Io Giuseppe Buttà lo immagino come una specie di Don Camillo. Uno di quei sacerdoti sanguigni di cui è piena la nostra tradizione: il confessore che, invece di prescrivere tre pater noster, mena sberle; il prete da cortile più che da sagrestia. D’altra parte, lui stesso ha raccontato di sé alcuni aneddoti che lo raffigurano come un prete molto sui generis. Basta pensarlo quando faceva il cappellano militare e indossava una divisa a metà tra il religioso e il militare; e nel mezzo della battaglia, mentre attorno schizzavano le pallottole, prendeva appunti appoggiandosi a mo’ di scrivania sulla schiena del suo attendente.

Ed è curioso perché l’unica fotografia che ho trovato di lui lo presenta molto diverso dal personaggio – massiccio, muscoloso – di Guareschi. Al contrario, don Buttà appare una figura smilza, con gli occhialini e un’espressione placida. Eppure quell’uomo aveva davvero una penna che uccideva più di una spada.

Più volte, nel corso di questi anni, mi sono chiesto il motivo per cui suscitasse tanto interesse, in noi e nei lettori, la rivisitazione di quel periodo travagliato che ha portato al passaggio dal Regno delle Due Sicilie al Regno d’Italia. Eravamo consapevoli, nel proporre opere di questo tipo, di addentrarci in una sorta di campo minato. Il nostro insistere su questo filone ha portato, nel tempo, diversi attestati di stima e incoraggiamenti, i più pacati, alcuni improntati a un certo fanatismo; e, com’è giusto che sia, anche qualche critica. Ricordo una conoscente che, con l’aria di chi fa un’affermazione scontata, un giorno mi ha detto: “Voi continuate a pubblicare libri di destra?”. Sono rimasto stupito, perché mai avrei pensato di etichettare questo progetto culturale in tali termini. Ma nemmeno posso atteggiarmi a finta ingenuità e negare che non avessi messo in conto il rischio di simili semplificazioni.

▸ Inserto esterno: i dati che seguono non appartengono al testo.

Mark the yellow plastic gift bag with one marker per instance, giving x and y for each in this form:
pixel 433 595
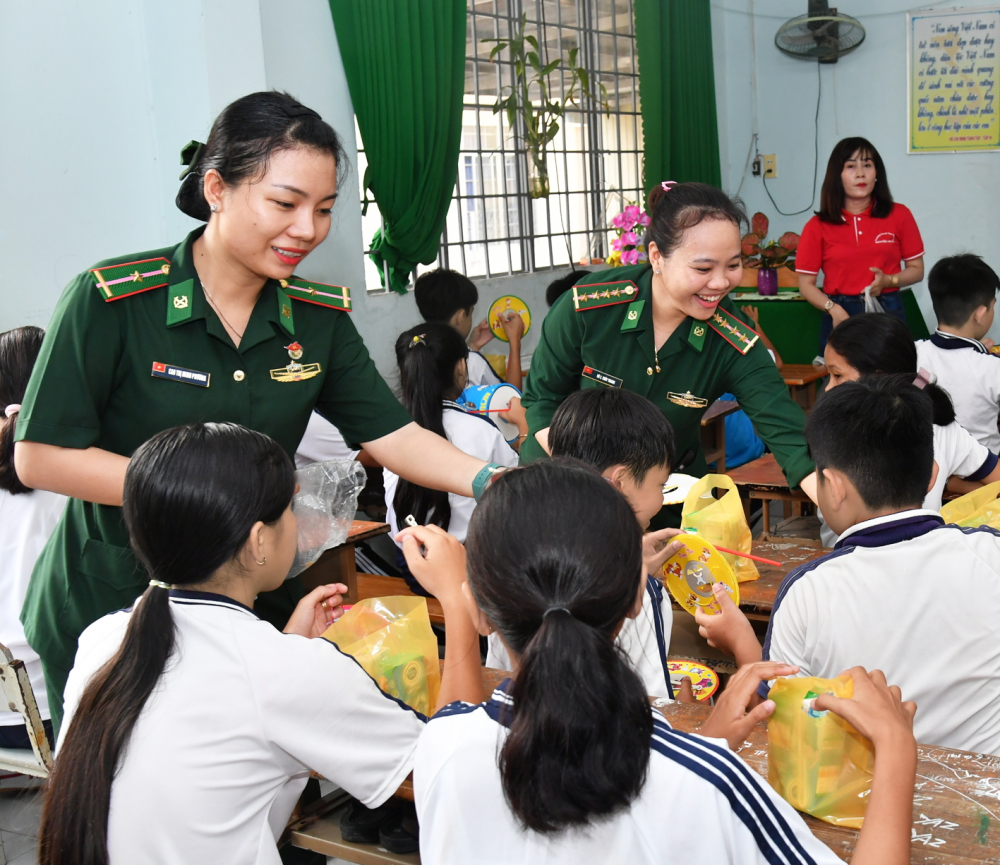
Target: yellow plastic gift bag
pixel 720 521
pixel 391 638
pixel 817 761
pixel 978 508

Un ringraziamento va dunque a chi, attraverso vari canali (stampa, internet, corrispondenza privata) ha dimostrato di avere ben compreso lo spirito dell’iniziativa. Che è quello – riprendendo quanto già scritto anni fa nella prima prefazione per le ET – di contribuire a costruire non una storia condivisa, intesa come un compromesso a tavolino tra fazioni opposte, ma un storia completa, in tutte le sue sfaccettature, spesso contraddittorie. Una storia senza necessariamente buoni e cattivi, ma fatta essenzialmente da uomini.

Un’utopia? Forse. O magari una forma di incoscienza. Dopotutto, una volta siamo stati definiti “un editore temerario”. Una definizione che ho accolto con un largo sorriso.

La fortuna aiuta dunque gli audaci? Non saprei. Di certo so che la fortuna aiuta i curiosi. Perché solo finché manterremo la curiosità di conoscere, e approfondire, e vedere il mondo e la storia sempre da prospettive diverse, solo fino a quel momento potremo dirci vivi.